# Agility Practice Tonight



## krandall (Jun 11, 2009)

Kodi and I had fun at agility practice tonight. It was a pretty challenging course, and I messed p a cross at one point, but even without my help he ran clean.


----------



## misstray (Feb 6, 2011)

Good job Kodi! I love how at the end, he's all....."Give me my treat, NOW!" ha ha

Who was using their clicker, incessantly? It didn't seem like it was you and does Kodi find that at at all distracting? He probably has a better attention span than me! hee hee


----------



## krandall (Jun 11, 2009)

misstray said:


> Good job Kodi! I love how at the end, he's all....."Give me my treat, NOW!" ha ha
> 
> Who was using their clicker, incessantly? It didn't seem like it was you and does Kodi find that at at all distracting? He probably has a better attention span than me! hee hee


There is a puppy K class in the other ring at the same time as our class. I am so used to it that I didn't even notice it. Kodi knows very well whether a clicker is in my hand, and for him, or nor. The clickers in the other ring don't affect him at all.


----------



## marlowe'sgirl (Jun 17, 2010)

That's awesome! Got to love the leg bear hug for a treat! What height is Kodi jumping? That looks like 12's to me.


----------



## TilliesMom (Sep 30, 2010)

you have such amazing training facilities near you!!


----------



## HavaneseSoon (Nov 4, 2008)

Wow! That looks like fun! I would better getting exercise for sure! Kodi did great!


----------



## sandypaws (Aug 8, 2012)

Another fun video. Kodi does a great job. It's awesome that you can do all that exercise with your RA, Karen. It must really keep your joints limber. Thanks for sharing again.


----------



## krandall (Jun 11, 2009)

marlowe'sgirl said:


> That's awesome! Got to love the leg bear hug for a treat! What height is Kodi jumping? That looks like 12's to me.


Yes, he measures just a touch over for 8", so he ends up being the smallest 12" dog in competition...running against all the Shelties!


----------



## krandall (Jun 11, 2009)

TilliesMom said:


> you have such amazing training facilities near you!!


This is the same place as the trial videos... All the agility equipment gets moved out for trials. It's a big space, so it is usually divided into two rings with the movable blue walls for every day use.


----------



## krandall (Jun 11, 2009)

sandypaws said:


> Another fun video. Kodi does a great job. It's awesome that you can do all that exercise with your RA, Karen. It must really keep your joints limber. Thanks for sharing again.

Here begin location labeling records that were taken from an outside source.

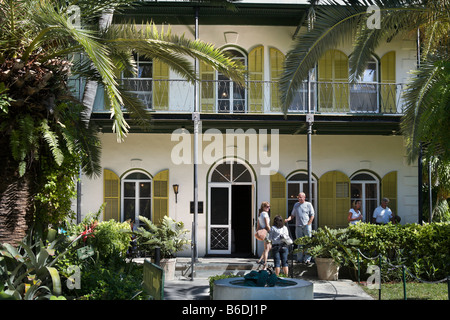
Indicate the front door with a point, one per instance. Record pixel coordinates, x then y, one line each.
231 198
220 220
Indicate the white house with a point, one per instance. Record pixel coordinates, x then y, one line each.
249 152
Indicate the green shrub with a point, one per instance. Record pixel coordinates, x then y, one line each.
423 249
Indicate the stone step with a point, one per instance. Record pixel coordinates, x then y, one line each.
207 267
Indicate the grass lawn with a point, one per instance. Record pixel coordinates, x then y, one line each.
414 291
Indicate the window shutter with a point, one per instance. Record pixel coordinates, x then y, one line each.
277 196
334 199
207 88
160 196
276 70
160 87
256 77
111 195
388 89
389 190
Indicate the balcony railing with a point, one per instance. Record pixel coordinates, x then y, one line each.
177 96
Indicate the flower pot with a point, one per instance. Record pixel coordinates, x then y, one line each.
169 268
327 269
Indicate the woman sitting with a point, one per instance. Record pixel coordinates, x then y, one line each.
278 235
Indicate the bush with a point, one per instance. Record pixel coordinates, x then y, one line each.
422 249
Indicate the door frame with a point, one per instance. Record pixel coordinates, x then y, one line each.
229 185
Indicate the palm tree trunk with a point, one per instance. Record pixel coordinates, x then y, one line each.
15 202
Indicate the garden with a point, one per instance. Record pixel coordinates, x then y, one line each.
85 261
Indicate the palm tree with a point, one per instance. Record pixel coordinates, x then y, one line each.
427 94
42 124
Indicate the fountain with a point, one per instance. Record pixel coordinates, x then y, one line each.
262 285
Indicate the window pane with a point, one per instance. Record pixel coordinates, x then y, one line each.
222 173
129 189
356 191
341 189
129 209
293 190
144 190
219 206
144 208
371 190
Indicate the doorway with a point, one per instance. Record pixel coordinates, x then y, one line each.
231 206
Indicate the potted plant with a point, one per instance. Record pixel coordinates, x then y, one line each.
330 249
169 236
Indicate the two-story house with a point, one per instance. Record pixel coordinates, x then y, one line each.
248 150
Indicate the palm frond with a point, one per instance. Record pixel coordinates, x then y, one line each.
333 25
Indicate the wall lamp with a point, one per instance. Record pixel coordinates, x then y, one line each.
175 190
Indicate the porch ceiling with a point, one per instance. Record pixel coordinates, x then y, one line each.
291 124
183 13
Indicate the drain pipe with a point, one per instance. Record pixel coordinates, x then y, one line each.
196 119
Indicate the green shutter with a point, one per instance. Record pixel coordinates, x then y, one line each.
334 199
333 82
256 77
277 196
160 86
276 70
160 196
207 88
389 190
111 195
388 88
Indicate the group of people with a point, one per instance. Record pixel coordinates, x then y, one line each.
303 212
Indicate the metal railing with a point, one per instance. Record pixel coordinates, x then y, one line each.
224 96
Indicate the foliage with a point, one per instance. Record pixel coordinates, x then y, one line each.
422 249
108 238
119 281
27 272
330 243
169 236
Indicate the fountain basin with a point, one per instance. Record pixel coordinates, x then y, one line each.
234 289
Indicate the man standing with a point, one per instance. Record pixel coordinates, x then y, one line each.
382 214
303 212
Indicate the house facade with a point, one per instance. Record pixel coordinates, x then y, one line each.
248 150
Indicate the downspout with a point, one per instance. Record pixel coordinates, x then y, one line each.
196 119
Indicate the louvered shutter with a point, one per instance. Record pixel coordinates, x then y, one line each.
277 196
256 77
160 86
111 195
160 196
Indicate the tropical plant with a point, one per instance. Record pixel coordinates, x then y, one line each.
169 236
330 243
45 47
28 272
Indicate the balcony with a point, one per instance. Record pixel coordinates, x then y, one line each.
262 97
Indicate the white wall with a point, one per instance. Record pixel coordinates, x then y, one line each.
380 154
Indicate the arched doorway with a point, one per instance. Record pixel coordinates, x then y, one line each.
231 193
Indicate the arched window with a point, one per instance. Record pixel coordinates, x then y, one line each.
136 196
231 172
364 93
364 186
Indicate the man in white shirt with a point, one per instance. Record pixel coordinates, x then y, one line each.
382 214
303 212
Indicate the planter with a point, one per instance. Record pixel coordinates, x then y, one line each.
327 269
169 268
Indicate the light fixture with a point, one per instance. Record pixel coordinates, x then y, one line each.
175 190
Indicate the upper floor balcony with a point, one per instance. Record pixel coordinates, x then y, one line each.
262 97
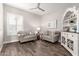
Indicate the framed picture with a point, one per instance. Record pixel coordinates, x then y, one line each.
52 24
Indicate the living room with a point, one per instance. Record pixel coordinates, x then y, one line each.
36 29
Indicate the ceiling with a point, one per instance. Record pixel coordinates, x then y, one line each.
48 7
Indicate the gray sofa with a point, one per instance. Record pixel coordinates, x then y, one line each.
50 36
26 36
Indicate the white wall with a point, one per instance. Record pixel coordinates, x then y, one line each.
30 22
50 17
1 26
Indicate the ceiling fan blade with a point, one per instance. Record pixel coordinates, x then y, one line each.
38 5
41 9
33 8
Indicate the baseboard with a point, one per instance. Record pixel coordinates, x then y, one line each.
1 48
10 41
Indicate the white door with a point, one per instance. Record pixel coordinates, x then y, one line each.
14 24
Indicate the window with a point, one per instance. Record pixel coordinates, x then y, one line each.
14 23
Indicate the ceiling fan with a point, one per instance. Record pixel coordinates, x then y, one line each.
38 7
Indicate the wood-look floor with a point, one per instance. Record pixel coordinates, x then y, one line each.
34 48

It depend on the day, Mary. And I could never keep up with a really fast dog like a BC or Aussie! But I figure it's use it or lose it... I'll keep moving until I can't.


----------



## Flynn Gentry-Taylor (Jan 17, 2008)

krandall said:


> Kodi and I had fun at agility practice tonight. It was a pretty challenging course, and I messed p a cross at one point, but even without my help he ran clean.

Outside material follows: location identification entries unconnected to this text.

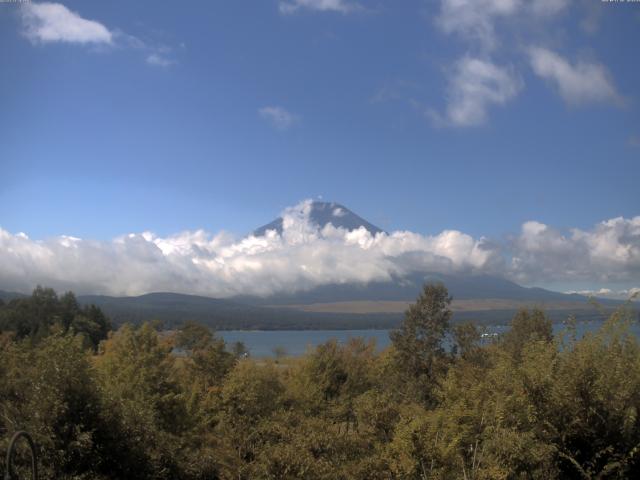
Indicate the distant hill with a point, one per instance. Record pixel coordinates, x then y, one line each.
173 309
481 298
6 296
461 287
323 213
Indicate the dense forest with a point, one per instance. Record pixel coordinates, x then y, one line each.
104 404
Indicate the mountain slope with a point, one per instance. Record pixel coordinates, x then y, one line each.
323 213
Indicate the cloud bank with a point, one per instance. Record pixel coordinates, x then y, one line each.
47 22
474 86
306 256
341 6
53 22
278 117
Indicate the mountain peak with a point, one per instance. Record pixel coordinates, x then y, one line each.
323 213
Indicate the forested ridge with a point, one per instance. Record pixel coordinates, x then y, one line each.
105 404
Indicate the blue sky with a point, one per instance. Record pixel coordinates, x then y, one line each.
417 115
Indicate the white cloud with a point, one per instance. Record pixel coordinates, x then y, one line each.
341 6
159 60
610 252
53 22
578 83
474 86
625 294
278 117
475 20
305 256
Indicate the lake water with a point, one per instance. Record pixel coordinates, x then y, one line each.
261 343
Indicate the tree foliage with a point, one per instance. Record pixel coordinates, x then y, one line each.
149 404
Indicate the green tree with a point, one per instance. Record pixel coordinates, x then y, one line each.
418 342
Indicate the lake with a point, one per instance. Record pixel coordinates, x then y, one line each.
261 343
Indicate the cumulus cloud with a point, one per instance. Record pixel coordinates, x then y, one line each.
341 6
302 257
47 22
579 83
306 255
158 60
278 117
475 20
474 86
610 252
53 22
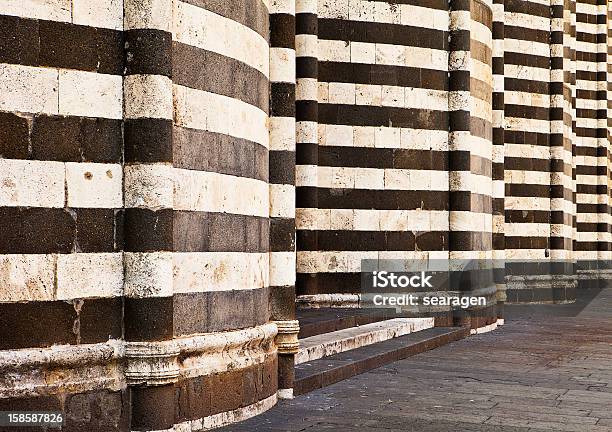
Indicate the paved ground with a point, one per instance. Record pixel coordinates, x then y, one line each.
541 371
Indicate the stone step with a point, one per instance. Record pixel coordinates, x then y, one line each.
327 344
323 372
325 320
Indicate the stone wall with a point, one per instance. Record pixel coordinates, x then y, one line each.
161 161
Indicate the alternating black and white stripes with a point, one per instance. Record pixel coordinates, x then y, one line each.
282 181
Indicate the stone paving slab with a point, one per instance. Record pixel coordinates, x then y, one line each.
536 373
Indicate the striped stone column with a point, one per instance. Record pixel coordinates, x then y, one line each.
560 157
61 218
459 161
282 188
306 51
604 234
593 237
527 151
151 364
498 154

Kodi is amazing...he loves the fun of it all doesn't he?


----------



## krandall (Jun 11, 2009)

Flynn Gentry-Taylor said:


> Kodi is amazing...he loves the fun of it all doesn't he?


He's a lot of fun to work with, Flynn!


----------



## Flynn Gentry-Taylor (Jan 17, 2008)

krandall said:


> He's a lot of fun to work with, Flynn!


That is because you made it fun for both of you...you need to be teaching a beginning class at least...there is an art to making it fun ..


----------



## motherslittlehelper (Mar 18, 2010)

Yeah, it was hard telling who was having more fun - You or Kodi!  It is fun seeing him in action. Thanks for sharing!


----------



## atsilvers27 (Jul 5, 2011)

How in the world do you keep track of which obsticles to do in the right order? Do you have to memorize it? Does a dog ever "learn" an agility course so that he anticipates where to go?


----------



## krandall (Jun 11, 2009)

atsilvers27 said:


> How in the world do you keep track of which obsticles to do in the right order? Do you have to memorize it? Does a dog ever "learn" an agility course so that he anticipates where to go?


The obstacles are numbered, and you get to walk the course a few times before you run it, so you've got a good idea where to go. This course was much harder than a typical novice course, and Kodi is still a novice dog in agility... We have 2 out of 3 legs toward our NADAC novice title. Up until recently, we've been concentrating on obedience and rally. so our instructor broke it down and had us first run the first half, then the second half, then finally put the whole thing together. This was when we put it together, so we had already tried it in pieces first.

They really CAN'T learn it ahead of time, because they don't get to see it until they run it. And you don't want them anticipating, because they can take the wrong obstacle if they do that.


----------